On the surface, it may appear that the Phillies overpaid for Wheeler; after all, in 2019 he posted a 3.96 ERA and a 1.26 WHIP. However, this is not representative of his overall value. After returning from Tommy John surgery and struggling with injuries in 2016 and 2017, Wheeler threw 182.1 innings in 2018 and 195.1 innings in 2019. His ability to maintain an above average ERA over many innings makes Wheeler much more valuable. Looking at just his ERA and WHIP can also be misleading because of the overall increase in home runs around baseball in 2019. In the years prior to 2019, a 3.96 ERA would have been far less impressive. For instance, in 2018, the league-wide ERA was 4.15, compared to 4.51 in 2019. Wheeler’s 3.96 ERA was therefore far better than it appears to be at first. All told, he was worth 4.7 Wins Above Replacement (WAR) in 2019, ranking 15th among all MLB pitchers.
Furthermore, there are many signs that indicate Wheeler could be on the verge of a breakout year. For one, according to Statcast, his stuff ranks among the best in the league. His fastball velocity (94th percentile), exit velocity (90th percentile), and hard hit % (82nd percentile) are all elite. He also has above average marks in curve spin, fastball spin, K%, xwOBA, and xSLG. This indicates that Wheeler has elite pitches, and could likely benefit from better defense or pitch selection. With Wheeler’s new battery mate J.T. Realmuto being among the best defensive catchers in the league, there is reason to believe his numbers could improve in 2020.
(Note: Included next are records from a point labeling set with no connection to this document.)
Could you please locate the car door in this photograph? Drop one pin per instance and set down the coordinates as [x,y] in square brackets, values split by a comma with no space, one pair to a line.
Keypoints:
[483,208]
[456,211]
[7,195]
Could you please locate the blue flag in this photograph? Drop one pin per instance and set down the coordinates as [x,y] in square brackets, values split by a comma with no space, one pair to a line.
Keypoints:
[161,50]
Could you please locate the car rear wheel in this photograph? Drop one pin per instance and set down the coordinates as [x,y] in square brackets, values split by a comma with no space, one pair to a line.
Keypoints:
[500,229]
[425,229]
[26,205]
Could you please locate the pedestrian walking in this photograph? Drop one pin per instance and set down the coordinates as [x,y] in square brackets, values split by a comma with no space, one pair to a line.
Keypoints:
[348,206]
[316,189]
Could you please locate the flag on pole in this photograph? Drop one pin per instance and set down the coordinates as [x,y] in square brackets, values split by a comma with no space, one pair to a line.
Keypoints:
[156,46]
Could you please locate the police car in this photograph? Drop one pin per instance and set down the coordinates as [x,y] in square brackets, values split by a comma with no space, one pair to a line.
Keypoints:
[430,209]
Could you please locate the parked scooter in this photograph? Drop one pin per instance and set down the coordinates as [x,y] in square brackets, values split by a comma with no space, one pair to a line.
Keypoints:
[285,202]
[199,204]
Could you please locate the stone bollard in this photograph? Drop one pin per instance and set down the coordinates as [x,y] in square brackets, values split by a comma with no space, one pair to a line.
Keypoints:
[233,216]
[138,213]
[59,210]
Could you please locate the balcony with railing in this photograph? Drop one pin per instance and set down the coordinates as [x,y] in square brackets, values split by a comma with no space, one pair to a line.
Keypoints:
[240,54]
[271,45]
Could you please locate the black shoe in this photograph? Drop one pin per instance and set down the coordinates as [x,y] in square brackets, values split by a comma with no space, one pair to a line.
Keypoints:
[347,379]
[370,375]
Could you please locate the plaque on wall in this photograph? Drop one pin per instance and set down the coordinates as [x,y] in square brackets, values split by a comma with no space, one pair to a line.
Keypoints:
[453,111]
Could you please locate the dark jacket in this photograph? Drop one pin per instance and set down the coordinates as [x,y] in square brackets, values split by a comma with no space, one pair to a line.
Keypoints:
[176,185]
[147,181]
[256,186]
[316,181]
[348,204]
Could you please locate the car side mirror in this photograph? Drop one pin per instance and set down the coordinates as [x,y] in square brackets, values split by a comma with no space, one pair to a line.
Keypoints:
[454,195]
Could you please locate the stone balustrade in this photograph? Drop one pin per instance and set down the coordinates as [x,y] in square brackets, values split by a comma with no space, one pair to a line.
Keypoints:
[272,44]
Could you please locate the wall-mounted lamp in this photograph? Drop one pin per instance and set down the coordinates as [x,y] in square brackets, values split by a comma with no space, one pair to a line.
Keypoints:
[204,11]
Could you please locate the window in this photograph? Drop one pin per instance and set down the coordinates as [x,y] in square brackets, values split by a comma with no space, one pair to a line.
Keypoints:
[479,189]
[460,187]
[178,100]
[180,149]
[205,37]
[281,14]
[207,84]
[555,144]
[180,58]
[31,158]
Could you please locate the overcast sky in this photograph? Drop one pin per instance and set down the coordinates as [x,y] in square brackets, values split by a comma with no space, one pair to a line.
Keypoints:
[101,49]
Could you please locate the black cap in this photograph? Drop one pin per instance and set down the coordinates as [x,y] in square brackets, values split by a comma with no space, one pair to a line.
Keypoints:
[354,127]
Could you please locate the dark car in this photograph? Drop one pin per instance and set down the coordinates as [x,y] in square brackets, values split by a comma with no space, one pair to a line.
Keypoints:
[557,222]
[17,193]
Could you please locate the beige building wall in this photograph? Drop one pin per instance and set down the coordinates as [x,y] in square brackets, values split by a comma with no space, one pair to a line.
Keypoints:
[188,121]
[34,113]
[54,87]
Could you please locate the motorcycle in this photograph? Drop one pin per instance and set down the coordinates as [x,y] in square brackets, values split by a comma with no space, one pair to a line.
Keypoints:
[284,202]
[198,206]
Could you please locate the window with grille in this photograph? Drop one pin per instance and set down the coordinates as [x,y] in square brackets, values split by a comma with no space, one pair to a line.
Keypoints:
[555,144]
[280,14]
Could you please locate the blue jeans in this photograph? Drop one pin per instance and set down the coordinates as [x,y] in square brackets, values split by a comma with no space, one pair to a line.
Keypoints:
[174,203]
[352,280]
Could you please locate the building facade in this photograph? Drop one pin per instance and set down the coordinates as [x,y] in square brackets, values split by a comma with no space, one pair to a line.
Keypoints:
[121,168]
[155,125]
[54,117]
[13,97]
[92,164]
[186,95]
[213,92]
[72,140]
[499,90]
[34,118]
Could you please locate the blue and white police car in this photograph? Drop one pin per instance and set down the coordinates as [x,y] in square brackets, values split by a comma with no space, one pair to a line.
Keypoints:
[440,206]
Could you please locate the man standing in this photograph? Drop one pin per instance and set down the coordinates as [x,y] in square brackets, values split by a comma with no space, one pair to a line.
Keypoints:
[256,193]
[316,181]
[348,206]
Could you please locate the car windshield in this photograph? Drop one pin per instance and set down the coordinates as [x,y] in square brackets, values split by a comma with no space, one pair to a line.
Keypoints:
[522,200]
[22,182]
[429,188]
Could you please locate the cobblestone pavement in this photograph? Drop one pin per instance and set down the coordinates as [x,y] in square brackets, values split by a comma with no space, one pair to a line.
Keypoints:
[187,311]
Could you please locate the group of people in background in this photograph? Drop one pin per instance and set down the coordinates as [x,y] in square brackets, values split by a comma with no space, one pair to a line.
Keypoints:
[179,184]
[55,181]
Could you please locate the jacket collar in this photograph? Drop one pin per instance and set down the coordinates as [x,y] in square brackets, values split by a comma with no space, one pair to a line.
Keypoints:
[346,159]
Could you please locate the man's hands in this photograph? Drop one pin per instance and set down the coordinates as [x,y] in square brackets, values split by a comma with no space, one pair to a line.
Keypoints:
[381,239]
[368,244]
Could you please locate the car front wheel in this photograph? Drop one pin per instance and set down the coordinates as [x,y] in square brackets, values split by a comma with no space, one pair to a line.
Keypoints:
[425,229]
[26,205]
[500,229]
Wheeler’s Statcast data also indicates that he may very well become the Phillies ace this year. The position is currently held — at least partly — by Aaron Nola. After a great 2018, Nola put up numbers quite similar to Wheeler last year, with a 3.87 ERA and 1.27 WHIP. However, when we look below the surface the results are not as promising as Wheeler’s. While Wheeler still showed above average to elite fastball velocity, fastball spin, and curve spin, Nola hovered between average and below average in those categories. Don’t be surprised if Wheeler steps up to become the Phillies number one starter in 2020.
Furthermore, since his return in 2017, Wheeler has been steadily improving and adding velocity to his key pitches. From 2017-2019, Wheeler’s fastball increased in average velocity from 94.8 to 96.8 mph. Further, his slider increased from 88.0 to 91.2 mph. These few miles per hour greatly increase the difficulty for the hitter. If these trends continue, we can expect Wheeler’s stuff to be even better in 2020.
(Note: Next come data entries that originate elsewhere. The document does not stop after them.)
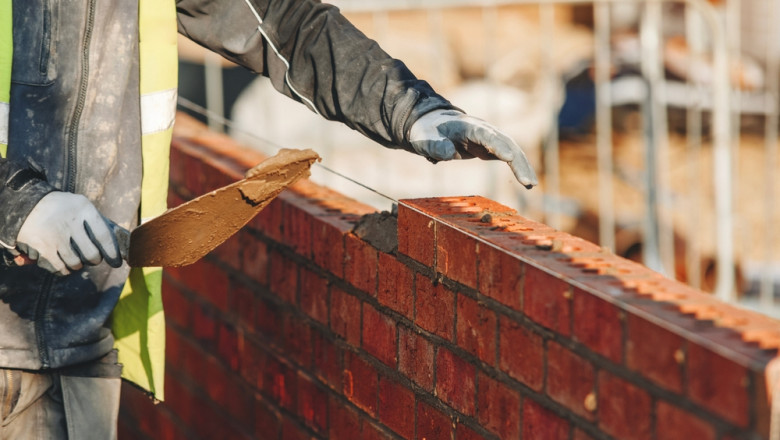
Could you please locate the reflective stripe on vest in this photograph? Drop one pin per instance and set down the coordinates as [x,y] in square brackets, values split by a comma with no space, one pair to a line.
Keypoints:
[6,54]
[138,322]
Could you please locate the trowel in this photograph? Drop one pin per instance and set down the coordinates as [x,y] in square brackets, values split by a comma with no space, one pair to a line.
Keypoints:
[184,234]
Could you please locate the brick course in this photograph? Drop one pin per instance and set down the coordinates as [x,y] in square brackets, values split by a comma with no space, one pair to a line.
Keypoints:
[483,325]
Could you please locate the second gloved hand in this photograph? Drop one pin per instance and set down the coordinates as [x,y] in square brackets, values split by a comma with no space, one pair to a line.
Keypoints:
[450,134]
[64,231]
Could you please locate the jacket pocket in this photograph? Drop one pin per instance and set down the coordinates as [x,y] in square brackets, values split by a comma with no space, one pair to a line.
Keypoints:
[33,27]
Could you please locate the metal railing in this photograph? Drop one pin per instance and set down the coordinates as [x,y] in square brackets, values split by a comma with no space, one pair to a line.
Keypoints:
[712,126]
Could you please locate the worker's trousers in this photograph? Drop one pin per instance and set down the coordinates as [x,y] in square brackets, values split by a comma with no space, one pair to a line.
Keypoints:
[75,404]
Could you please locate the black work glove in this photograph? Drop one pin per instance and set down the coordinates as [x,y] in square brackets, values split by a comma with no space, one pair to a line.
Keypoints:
[450,134]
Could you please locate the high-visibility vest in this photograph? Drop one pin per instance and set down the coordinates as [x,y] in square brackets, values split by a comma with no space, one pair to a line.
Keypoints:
[138,322]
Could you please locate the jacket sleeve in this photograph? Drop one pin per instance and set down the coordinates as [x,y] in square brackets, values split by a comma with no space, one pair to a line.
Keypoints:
[314,55]
[22,186]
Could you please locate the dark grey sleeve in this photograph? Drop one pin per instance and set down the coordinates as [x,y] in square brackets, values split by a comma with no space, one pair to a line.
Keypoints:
[21,188]
[314,55]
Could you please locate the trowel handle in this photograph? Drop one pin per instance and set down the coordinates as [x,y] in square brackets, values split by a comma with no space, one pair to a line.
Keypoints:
[122,238]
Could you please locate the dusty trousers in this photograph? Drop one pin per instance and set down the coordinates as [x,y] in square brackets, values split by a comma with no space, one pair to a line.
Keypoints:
[75,403]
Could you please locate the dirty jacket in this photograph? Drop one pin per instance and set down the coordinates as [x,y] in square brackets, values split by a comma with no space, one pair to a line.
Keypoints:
[75,126]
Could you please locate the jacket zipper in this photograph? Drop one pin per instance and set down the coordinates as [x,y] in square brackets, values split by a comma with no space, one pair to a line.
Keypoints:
[40,316]
[82,97]
[70,183]
[8,393]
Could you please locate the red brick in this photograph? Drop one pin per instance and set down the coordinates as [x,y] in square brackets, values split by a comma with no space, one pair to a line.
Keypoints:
[456,255]
[204,324]
[672,423]
[463,432]
[655,352]
[297,340]
[224,390]
[297,226]
[268,421]
[328,243]
[227,345]
[718,384]
[314,295]
[256,261]
[521,353]
[188,359]
[280,384]
[499,408]
[546,300]
[570,379]
[209,281]
[344,421]
[327,360]
[415,235]
[312,404]
[284,278]
[455,381]
[372,432]
[395,285]
[582,435]
[541,423]
[379,336]
[624,409]
[597,324]
[360,264]
[242,303]
[345,315]
[396,407]
[435,308]
[253,360]
[360,383]
[432,424]
[415,358]
[230,251]
[476,329]
[291,431]
[268,320]
[500,276]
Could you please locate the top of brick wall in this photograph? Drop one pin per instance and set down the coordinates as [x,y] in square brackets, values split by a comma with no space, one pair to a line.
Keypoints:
[637,324]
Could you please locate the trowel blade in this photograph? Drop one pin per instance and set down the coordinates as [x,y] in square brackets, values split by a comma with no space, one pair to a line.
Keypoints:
[186,233]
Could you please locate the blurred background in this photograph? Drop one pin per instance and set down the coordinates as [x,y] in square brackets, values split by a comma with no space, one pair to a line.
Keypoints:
[653,125]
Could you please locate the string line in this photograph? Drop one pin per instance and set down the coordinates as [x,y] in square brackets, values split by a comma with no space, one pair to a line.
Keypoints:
[267,144]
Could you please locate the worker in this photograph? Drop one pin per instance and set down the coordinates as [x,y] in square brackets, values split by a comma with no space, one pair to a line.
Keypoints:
[87,102]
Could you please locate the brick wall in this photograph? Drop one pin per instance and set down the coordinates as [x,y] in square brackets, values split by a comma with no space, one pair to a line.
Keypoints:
[478,324]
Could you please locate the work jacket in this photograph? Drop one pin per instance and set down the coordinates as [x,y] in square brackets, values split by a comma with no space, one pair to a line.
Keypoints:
[75,125]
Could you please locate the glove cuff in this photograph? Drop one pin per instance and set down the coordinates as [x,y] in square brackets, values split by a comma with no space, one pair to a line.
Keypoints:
[424,104]
[21,187]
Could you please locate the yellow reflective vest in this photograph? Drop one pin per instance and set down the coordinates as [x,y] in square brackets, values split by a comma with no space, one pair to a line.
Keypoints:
[138,317]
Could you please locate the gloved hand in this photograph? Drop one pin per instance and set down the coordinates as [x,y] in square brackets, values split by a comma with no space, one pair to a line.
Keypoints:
[450,134]
[64,231]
One way to try and predict Wheeler’s future results is by comparing him to similar pitchers. This can be done using Statcast’s Player Similarity tool. By comparing Wheeler to other pitchers based on velocity and movement, the most similar result is Gerrit Cole (.94 match), who was arguably the best pitcher in baseball in 2019. This is by no means a guarantee that Wheeler will turn into Cole in 2020, but Cole, like Wheeler, was merely above average before he moved to a new team in 2018. It took more than a simple change of scenery for Cole to become elite, but Cole’s stuff was always great, the Astros just figured out how to put it all together. If the Phillies can find a way to do the same with Wheeler, he could be poised for a stellar 2020.